We subsidize the grifter.
We stop the collapse.
We were literally hoping for our neighbors’ houses to catch fire so that our own house would look better by comparison, ignoring the fact that we all live in the same dry forest. There is a certain irony in the fact that the most ‘technically advanced’ industries are often the most primitive when it comes to social intelligence.
Cleaning the Floor and Turning on the Lights
Atlas Y. retired after 37 years of service. On his last day, he just handed his notebook to the youngest guy in the office and told him, ‘The cracks don’t care about your feelings, and they don’t care about your company’s logo.

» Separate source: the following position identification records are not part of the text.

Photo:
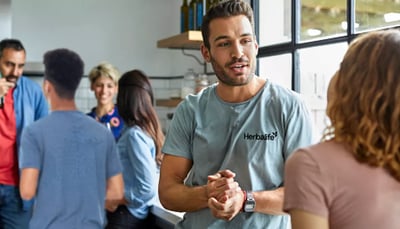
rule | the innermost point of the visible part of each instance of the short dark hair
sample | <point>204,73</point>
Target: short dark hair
<point>64,69</point>
<point>135,105</point>
<point>11,43</point>
<point>223,9</point>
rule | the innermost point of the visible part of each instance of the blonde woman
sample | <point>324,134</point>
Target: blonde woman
<point>352,179</point>
<point>104,83</point>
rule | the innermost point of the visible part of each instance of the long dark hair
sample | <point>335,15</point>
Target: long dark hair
<point>135,105</point>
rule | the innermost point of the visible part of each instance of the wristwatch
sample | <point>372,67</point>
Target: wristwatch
<point>249,203</point>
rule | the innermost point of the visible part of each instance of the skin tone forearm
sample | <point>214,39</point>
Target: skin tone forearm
<point>269,202</point>
<point>189,198</point>
<point>222,194</point>
<point>229,200</point>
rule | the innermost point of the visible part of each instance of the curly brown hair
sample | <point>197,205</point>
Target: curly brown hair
<point>364,100</point>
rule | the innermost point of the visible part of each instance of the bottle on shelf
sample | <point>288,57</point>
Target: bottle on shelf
<point>199,14</point>
<point>208,4</point>
<point>192,15</point>
<point>184,16</point>
<point>188,83</point>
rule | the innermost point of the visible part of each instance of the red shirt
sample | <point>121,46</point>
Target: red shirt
<point>8,142</point>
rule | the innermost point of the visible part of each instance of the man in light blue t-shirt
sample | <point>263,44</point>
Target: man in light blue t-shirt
<point>226,147</point>
<point>68,161</point>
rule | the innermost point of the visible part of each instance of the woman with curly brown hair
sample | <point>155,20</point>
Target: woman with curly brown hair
<point>352,178</point>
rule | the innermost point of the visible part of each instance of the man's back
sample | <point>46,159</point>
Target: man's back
<point>75,156</point>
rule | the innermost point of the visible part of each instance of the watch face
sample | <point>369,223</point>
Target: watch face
<point>249,206</point>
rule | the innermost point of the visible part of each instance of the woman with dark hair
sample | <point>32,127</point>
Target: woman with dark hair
<point>139,149</point>
<point>352,178</point>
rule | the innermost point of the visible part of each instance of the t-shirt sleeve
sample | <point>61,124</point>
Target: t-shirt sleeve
<point>306,187</point>
<point>113,162</point>
<point>30,155</point>
<point>180,133</point>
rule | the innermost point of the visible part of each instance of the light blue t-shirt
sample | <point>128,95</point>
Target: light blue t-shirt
<point>137,152</point>
<point>75,156</point>
<point>252,138</point>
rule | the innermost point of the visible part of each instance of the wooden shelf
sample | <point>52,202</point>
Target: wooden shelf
<point>168,102</point>
<point>187,40</point>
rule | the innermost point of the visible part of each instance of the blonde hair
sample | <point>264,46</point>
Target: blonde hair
<point>104,69</point>
<point>364,109</point>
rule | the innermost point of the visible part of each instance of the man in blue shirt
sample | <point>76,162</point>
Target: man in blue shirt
<point>226,147</point>
<point>72,174</point>
<point>21,103</point>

They just want to grow. Don’t let them grow in the dark.’ That’s the core of it. We are letting the cracks grow in the dark because we are too proud to turn on the lights.
It’s time to stop being the 18th person to get stiffed by the same broker. It’s time to realize that the only real competitive advantage is an industry that is too smart to be lied to twice.

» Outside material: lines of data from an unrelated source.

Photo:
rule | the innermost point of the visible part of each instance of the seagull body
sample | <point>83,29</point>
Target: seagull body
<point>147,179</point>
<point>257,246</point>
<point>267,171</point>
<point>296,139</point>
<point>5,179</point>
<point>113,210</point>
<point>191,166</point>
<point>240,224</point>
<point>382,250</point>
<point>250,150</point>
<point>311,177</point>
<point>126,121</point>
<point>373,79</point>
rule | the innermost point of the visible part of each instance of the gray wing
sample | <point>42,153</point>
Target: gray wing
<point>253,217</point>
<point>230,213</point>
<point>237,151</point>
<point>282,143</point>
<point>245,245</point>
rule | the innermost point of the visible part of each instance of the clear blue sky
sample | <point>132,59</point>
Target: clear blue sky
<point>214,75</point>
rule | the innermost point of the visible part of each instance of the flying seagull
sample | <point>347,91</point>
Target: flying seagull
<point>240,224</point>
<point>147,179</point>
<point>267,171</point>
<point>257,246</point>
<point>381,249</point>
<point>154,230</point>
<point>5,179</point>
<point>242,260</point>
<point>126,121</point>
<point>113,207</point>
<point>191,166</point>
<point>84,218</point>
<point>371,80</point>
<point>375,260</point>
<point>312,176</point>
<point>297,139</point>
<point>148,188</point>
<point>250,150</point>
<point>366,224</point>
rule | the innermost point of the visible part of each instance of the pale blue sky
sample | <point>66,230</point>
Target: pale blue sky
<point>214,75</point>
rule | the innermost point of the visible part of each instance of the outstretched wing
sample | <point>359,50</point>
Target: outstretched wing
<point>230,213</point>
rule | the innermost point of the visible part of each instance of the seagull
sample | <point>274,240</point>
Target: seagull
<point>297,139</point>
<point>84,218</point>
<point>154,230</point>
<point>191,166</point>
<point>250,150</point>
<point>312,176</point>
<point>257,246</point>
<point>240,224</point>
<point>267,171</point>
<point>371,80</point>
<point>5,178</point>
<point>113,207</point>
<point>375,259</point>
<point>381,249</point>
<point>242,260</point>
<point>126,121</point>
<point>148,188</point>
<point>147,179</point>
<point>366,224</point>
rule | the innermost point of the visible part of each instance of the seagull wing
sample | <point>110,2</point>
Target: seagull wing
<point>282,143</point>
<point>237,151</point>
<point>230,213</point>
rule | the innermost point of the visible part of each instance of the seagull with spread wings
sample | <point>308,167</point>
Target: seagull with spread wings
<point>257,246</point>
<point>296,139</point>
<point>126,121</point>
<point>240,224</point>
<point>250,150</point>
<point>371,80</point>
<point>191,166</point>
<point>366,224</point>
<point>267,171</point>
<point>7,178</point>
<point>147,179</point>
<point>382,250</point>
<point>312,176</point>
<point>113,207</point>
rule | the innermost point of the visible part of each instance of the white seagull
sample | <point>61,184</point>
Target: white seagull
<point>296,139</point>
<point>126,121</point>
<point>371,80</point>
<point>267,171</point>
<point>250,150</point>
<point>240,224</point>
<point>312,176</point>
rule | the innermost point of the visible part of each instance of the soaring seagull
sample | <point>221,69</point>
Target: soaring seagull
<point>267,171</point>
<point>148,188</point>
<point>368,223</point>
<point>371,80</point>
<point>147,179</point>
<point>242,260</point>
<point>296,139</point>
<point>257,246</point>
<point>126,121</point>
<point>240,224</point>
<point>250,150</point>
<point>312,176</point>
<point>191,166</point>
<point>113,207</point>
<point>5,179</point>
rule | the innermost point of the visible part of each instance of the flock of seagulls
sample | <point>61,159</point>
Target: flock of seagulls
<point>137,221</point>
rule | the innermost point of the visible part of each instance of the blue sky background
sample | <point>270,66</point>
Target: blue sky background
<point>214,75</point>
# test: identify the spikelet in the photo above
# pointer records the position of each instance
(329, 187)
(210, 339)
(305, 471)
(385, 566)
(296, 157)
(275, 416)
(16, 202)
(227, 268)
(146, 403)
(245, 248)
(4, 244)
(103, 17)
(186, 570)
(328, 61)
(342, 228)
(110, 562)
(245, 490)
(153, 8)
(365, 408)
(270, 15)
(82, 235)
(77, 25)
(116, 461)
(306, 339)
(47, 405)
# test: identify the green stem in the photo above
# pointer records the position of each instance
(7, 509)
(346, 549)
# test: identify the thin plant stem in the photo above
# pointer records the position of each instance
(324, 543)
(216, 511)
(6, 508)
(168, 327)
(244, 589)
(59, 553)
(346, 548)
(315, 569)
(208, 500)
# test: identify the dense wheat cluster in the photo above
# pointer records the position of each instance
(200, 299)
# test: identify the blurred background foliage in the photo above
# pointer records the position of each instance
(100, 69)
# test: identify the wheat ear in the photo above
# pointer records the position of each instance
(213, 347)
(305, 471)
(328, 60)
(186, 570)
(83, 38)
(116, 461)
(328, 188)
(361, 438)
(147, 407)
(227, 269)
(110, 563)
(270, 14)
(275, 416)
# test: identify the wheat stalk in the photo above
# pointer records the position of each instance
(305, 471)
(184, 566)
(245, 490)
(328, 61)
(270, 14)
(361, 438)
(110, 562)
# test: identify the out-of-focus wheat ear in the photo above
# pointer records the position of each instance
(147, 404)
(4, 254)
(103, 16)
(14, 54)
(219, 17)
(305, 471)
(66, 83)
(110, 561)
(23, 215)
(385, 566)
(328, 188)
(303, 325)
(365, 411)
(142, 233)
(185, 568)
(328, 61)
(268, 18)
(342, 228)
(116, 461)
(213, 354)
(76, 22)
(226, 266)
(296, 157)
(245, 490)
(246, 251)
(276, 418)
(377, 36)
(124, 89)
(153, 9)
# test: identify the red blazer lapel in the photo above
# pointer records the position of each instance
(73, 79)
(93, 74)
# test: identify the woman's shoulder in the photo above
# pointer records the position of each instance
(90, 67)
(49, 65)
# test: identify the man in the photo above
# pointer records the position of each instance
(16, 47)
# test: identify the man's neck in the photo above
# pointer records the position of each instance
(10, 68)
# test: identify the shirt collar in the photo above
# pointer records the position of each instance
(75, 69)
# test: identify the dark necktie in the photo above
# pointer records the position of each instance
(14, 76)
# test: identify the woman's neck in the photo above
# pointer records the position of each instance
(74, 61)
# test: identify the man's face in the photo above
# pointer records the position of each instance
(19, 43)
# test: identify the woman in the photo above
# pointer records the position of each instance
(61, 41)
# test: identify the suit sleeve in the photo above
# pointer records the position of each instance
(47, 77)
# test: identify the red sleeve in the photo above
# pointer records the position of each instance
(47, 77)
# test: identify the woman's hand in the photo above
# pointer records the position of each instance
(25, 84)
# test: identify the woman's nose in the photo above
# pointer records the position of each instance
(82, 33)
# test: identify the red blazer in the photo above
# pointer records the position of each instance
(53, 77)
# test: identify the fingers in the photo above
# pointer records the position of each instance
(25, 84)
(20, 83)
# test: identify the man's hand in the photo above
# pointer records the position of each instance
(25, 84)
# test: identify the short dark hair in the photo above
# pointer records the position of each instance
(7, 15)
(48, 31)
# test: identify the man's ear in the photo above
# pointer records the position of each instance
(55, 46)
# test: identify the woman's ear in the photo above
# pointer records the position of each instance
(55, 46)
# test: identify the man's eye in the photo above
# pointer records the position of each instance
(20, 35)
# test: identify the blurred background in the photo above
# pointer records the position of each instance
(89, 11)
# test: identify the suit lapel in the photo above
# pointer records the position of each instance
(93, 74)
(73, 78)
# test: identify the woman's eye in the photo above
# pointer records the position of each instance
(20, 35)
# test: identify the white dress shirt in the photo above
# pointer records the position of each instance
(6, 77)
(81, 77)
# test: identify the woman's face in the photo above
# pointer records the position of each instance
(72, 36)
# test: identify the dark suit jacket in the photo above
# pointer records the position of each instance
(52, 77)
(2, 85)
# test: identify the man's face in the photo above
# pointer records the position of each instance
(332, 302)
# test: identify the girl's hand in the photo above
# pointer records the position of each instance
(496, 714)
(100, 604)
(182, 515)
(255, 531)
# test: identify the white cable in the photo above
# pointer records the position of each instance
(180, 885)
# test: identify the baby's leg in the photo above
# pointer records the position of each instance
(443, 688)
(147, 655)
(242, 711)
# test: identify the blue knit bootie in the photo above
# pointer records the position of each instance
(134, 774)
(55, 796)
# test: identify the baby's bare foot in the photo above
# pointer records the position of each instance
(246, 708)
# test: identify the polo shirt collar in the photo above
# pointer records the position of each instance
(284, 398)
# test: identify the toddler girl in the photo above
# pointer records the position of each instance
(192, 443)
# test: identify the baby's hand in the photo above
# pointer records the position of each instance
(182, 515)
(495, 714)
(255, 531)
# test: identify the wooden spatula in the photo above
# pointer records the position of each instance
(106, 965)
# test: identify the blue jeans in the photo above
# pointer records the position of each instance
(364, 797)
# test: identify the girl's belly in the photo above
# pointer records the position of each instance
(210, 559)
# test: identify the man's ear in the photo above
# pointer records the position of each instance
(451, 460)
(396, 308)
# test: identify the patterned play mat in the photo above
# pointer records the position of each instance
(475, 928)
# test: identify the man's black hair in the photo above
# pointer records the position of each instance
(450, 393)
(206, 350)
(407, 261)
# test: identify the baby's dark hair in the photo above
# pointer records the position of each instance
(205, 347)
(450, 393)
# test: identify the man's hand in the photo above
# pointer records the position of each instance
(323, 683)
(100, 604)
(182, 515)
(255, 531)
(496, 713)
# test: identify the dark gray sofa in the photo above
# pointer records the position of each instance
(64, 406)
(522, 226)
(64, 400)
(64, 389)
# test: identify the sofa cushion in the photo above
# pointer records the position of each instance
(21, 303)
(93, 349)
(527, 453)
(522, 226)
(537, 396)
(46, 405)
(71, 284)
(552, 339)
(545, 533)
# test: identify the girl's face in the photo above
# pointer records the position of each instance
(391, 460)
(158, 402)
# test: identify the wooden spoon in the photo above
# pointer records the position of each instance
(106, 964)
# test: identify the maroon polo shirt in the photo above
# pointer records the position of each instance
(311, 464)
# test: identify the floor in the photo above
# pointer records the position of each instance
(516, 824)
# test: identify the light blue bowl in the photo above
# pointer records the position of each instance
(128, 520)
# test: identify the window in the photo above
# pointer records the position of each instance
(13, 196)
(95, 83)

I’m going to clean up that spider now. It’s been sitting there for 57 minutes, a small reminder of a messy, reactionary moment. I’ll wipe the floor, I’ll wash my hands, and then I’m going to make a call. Not to a lawyer, and not to a collections agent. I’m going to call a guy I know at a rival firm and tell him exactly why I’m out $4,707. Maybe, if I’m lucky, I can save him the 77 hours of headache I’m about to endure. And maybe, just maybe, he’ll do the same for me next time.
Because at the end of the day, we are all bridge inspectors. And the bridge is starting to creak. We can either keep our notes to ourselves and wait for the collapse, or we can start sharing the rust patterns before the whole thing ends up in the river. I’d rather keep my shoes clean and the bridge standing. The alternative is just more grey smears on a cold floor, and I think we’ve all had enough of those.